Anumita Chatterjee Roy (Moon)
Thanks Anumita for this
Thanks Anumita for this article. When the first time I stepped out of India I realized how meaningless my guilt is being rebellion all the time. In most of the western world my behavior is most natural and sometimes characterized as being docile! I get inspired and changed my thinking over time but the double standard male dominated society make some strong imprints in my heart/head which I may never make myself free off.
Thanks again for the good article.
:)
Thanks for reading it, and am happy could make you feel comfortable..:)

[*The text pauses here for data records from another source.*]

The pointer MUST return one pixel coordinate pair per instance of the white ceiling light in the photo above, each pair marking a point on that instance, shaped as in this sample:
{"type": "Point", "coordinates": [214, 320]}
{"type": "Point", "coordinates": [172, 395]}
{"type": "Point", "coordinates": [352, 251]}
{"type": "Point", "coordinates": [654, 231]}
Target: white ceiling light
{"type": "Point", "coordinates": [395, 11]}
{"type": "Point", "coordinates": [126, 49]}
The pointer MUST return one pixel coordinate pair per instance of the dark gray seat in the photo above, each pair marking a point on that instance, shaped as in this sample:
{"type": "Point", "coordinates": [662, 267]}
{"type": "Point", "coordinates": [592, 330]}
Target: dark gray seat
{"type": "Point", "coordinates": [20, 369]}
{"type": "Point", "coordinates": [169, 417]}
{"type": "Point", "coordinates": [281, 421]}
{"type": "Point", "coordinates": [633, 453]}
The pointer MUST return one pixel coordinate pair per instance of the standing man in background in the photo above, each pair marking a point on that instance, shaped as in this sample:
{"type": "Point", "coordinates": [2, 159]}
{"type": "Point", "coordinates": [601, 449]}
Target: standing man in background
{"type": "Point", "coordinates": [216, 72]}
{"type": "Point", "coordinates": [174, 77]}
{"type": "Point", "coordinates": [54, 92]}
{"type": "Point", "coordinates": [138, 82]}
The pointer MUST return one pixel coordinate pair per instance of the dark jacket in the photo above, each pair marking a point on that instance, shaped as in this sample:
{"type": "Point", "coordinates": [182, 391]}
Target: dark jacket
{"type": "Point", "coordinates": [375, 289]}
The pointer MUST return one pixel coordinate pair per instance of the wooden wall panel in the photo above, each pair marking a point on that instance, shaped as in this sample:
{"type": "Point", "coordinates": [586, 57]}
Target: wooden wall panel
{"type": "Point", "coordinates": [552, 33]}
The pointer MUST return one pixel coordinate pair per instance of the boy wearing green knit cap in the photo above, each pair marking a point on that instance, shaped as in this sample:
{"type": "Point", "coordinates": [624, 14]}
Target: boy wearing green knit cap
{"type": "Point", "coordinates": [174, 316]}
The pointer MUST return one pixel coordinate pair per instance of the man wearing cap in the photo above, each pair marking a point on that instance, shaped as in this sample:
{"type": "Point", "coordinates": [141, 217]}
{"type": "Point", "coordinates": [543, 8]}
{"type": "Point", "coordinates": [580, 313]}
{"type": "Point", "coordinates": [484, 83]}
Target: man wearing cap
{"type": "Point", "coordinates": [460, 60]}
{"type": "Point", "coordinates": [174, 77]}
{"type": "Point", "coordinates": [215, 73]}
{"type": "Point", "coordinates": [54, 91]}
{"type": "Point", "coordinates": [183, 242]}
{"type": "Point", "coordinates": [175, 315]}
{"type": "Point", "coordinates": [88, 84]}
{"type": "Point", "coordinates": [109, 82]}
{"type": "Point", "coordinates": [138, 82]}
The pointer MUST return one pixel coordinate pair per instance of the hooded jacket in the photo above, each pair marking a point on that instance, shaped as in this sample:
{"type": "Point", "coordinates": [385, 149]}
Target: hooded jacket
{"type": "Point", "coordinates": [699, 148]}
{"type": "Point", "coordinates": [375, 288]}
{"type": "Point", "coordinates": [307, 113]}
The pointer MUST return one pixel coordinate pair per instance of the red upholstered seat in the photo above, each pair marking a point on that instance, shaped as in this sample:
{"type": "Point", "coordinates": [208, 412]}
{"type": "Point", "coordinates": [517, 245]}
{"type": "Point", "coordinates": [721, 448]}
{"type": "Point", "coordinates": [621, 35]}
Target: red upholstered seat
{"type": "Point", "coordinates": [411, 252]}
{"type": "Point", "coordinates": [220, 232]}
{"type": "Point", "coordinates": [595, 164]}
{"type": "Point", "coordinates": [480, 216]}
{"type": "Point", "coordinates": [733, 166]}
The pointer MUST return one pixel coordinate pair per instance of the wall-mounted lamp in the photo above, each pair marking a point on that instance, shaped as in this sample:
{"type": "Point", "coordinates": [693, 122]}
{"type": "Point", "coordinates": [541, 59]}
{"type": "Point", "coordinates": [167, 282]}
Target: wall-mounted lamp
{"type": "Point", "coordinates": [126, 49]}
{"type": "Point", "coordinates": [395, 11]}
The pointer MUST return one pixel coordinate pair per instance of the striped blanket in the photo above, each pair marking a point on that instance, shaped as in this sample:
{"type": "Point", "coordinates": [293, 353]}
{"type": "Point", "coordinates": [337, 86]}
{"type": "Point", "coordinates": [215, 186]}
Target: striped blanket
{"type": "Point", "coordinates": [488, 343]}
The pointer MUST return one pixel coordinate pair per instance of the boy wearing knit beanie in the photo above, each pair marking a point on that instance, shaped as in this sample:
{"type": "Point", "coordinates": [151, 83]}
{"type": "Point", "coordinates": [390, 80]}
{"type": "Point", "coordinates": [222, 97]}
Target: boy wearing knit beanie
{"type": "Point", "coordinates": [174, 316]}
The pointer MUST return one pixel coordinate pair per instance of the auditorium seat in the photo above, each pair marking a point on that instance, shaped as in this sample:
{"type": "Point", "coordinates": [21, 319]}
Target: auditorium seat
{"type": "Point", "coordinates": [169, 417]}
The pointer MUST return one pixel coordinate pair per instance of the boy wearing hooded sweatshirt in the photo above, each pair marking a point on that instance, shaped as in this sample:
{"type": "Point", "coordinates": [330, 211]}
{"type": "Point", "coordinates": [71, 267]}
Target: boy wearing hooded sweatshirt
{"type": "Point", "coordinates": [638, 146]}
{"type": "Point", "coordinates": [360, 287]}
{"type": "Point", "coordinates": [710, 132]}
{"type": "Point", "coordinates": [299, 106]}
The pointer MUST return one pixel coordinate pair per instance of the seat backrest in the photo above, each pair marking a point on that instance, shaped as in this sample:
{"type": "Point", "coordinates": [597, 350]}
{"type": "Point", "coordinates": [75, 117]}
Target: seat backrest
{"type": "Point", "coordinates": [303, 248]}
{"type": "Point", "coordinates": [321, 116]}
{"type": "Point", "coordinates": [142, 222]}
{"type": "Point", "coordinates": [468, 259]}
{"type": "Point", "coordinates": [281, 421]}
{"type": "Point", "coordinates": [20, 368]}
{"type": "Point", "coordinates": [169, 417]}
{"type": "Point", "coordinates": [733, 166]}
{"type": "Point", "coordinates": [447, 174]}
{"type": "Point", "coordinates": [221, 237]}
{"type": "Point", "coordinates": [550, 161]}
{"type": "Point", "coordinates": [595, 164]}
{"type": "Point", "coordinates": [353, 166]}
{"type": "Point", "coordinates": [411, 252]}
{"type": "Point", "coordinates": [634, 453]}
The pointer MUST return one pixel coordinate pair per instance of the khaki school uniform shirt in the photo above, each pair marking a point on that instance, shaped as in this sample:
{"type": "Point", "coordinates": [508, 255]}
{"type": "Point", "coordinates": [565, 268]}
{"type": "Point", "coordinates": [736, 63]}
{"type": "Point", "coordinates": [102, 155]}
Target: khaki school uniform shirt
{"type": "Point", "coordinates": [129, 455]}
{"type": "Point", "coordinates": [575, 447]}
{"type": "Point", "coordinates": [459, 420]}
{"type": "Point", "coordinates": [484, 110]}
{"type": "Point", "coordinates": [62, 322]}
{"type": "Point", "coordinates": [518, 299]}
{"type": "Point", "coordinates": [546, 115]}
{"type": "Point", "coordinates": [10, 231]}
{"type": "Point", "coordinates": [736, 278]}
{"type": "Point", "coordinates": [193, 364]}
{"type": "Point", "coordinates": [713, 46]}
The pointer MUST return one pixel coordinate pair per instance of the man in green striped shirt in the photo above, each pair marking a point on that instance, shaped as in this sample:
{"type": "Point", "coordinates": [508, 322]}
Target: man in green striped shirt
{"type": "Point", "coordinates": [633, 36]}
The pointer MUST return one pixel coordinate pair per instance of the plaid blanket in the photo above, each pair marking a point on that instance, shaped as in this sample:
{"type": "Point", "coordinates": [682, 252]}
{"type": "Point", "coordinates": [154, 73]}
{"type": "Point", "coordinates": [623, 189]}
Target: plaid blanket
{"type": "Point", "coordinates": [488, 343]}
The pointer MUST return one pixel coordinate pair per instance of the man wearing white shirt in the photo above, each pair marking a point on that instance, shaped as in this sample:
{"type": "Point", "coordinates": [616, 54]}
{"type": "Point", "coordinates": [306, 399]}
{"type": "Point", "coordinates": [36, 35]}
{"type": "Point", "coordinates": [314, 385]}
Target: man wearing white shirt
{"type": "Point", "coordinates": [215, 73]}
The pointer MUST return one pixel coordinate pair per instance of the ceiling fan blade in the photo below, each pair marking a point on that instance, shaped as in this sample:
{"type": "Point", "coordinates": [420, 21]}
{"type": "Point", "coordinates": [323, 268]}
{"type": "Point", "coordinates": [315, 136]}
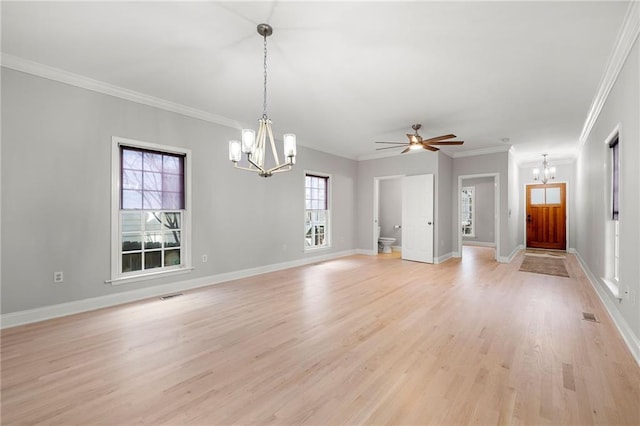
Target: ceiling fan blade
{"type": "Point", "coordinates": [446, 143]}
{"type": "Point", "coordinates": [388, 147]}
{"type": "Point", "coordinates": [440, 138]}
{"type": "Point", "coordinates": [414, 138]}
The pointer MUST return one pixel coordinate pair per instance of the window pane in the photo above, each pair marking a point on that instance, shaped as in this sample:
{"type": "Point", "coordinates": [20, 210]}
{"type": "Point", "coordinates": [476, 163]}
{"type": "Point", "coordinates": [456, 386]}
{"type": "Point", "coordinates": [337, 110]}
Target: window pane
{"type": "Point", "coordinates": [553, 195]}
{"type": "Point", "coordinates": [132, 242]}
{"type": "Point", "coordinates": [172, 200]}
{"type": "Point", "coordinates": [131, 199]}
{"type": "Point", "coordinates": [172, 239]}
{"type": "Point", "coordinates": [152, 181]}
{"type": "Point", "coordinates": [171, 257]}
{"type": "Point", "coordinates": [172, 164]}
{"type": "Point", "coordinates": [172, 183]}
{"type": "Point", "coordinates": [131, 222]}
{"type": "Point", "coordinates": [537, 196]}
{"type": "Point", "coordinates": [153, 240]}
{"type": "Point", "coordinates": [152, 200]}
{"type": "Point", "coordinates": [152, 259]}
{"type": "Point", "coordinates": [131, 179]}
{"type": "Point", "coordinates": [172, 220]}
{"type": "Point", "coordinates": [131, 262]}
{"type": "Point", "coordinates": [152, 162]}
{"type": "Point", "coordinates": [153, 221]}
{"type": "Point", "coordinates": [131, 159]}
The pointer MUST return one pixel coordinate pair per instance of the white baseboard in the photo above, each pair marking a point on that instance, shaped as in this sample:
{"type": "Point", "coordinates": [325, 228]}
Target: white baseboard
{"type": "Point", "coordinates": [508, 259]}
{"type": "Point", "coordinates": [77, 306]}
{"type": "Point", "coordinates": [478, 243]}
{"type": "Point", "coordinates": [367, 252]}
{"type": "Point", "coordinates": [444, 257]}
{"type": "Point", "coordinates": [632, 341]}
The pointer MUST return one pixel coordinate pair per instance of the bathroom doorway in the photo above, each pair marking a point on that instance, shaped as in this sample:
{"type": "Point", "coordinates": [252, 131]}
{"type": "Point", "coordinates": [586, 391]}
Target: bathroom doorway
{"type": "Point", "coordinates": [478, 212]}
{"type": "Point", "coordinates": [387, 210]}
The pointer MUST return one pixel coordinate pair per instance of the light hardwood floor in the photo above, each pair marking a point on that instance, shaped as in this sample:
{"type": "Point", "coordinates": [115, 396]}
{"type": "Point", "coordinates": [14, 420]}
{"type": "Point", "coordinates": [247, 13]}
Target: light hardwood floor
{"type": "Point", "coordinates": [358, 340]}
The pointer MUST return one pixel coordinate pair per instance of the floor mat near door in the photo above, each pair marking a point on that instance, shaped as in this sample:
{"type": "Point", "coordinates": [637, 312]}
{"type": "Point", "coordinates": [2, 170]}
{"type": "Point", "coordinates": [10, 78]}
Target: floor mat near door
{"type": "Point", "coordinates": [544, 265]}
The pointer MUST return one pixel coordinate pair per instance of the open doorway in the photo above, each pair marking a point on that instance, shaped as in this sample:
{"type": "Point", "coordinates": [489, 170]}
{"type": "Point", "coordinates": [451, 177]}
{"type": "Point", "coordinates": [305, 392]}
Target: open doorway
{"type": "Point", "coordinates": [387, 211]}
{"type": "Point", "coordinates": [478, 212]}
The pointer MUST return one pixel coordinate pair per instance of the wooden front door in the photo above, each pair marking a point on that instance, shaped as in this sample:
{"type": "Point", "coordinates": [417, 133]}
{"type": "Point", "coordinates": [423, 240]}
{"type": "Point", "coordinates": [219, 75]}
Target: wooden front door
{"type": "Point", "coordinates": [546, 216]}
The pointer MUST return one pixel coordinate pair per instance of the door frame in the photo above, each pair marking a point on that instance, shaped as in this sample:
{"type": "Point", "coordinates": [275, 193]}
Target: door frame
{"type": "Point", "coordinates": [376, 207]}
{"type": "Point", "coordinates": [567, 212]}
{"type": "Point", "coordinates": [496, 200]}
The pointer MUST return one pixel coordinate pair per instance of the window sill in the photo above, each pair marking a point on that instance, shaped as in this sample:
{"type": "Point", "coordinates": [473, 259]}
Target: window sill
{"type": "Point", "coordinates": [612, 286]}
{"type": "Point", "coordinates": [149, 276]}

Anumita Chatterjee Roy (Moon)
A matter of concern !
This topic is really a matter of concern for us.Right from our childhood to teenage and then marriage,there after children...we have always felt guilty in some way or the other throughout our lives.In many a case,women are not able to showcase their talents just because of this negative feeling.You have written it very well !
Mithu Dutta Sen.
An excellent write up...In my
An excellent write up...In my case I always saw my mum and aunts working and grew up feeling very proud that I have a working mother. I never felt for a minute that I was neglected by my mum and I never wanted my mother sitting at home. I preferred the quality time than the quantity time and from my childhood I never imagined that I will ever be sitting at home. I had never given up my job, studies or music even after my child was born. I live alone with my son and managed everything and never wanted to have this feeling of guilt. I had to sacrifice other things like movies, TV and most importantly living with my husband, however, I am happy that I did not give up the stuff that I wanted to do and also my son was always with me.
Very true
Guilt in the mother's mind affects her baby as well as the whole family. Being a mother of a 1.5 yr old and in a high stress job, I have been through this. Also when you are successfully balancing everything, some of the people surrounding you (friends and neighbors and colleagues make sure they question every aspect to enforce guilt feeling if its not already there). However, I have seen that being happy and comfortable about the quality time and care that I can provide my child is the best calming feeling ever. I do not have to compare myself with all other supermoms out there. Also babies are the ones who least judge their mommies so why bother about anyone else.